Ибо лучше других поняла страшную опасность, грозящую дивам. Она материнским сердцем чувствовала, как холодное дыхание смерти, нависшее над всеми, вот-вот коснется ее детей, если уже не коснулось. Она лихорадочно перебирала спасительные варианты и в эти минуты думала не только о личном - нужно не допустить бойни. Пленные и рабы, обозленные на див, в живых не оставят никого.

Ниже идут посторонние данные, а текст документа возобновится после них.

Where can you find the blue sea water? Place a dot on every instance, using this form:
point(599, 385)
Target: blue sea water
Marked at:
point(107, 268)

Противостояние продолжалось. Оставшись без предводительницы, дивы колебались, сегодня судьба отвернулась от них. Ибо поняла, что только она одна сможет уговорить и спасти див от неминуемой гибели. Тогда она решилась.
- Я - мать Солнцезарной, а мужчина рядом со мной, Люб, отец ее и молодого вождя, который привел сюда пришельцев. Люб, бывший ваш пленник и раб, а пришельцы
- воины его рода. Вы знаете, сколько им причинили горя и зла. Сейчас от решения Люба, зависит ваша жизнь, поэтому от имени Солнцезарной, дочери моей, приказываю вам не сопротивляться и сложить оружие. Выбирайте сами
- смерть или жизнь. Кто сложит оружие, будет прощен, я вам в этом клянусь всеми богами. Кто захочет уйти, держать не будем, а захочет остаться и соединиться с мужчинами, добровольно выбирайте себе друга. Сегодня для всех будет день и ночь любви. День любви всегда лучше ночи смерти.

Но дивы боялись верить Ибо: как поступят мужчины? Тогда из рядов див раздались голоса:
- Пусть, вождь Люб поклянется лесом и горами.

Ибо легонько подтолкнула Люба и взглядом попросила дать клятву. Тот неохотно положил на землю щит и произнес:
- Клянусь лесом и горами, что если вы не будете с нами сражаться, то кровь не прольется и мы дадим вам свободу. Теперь ваш выбор.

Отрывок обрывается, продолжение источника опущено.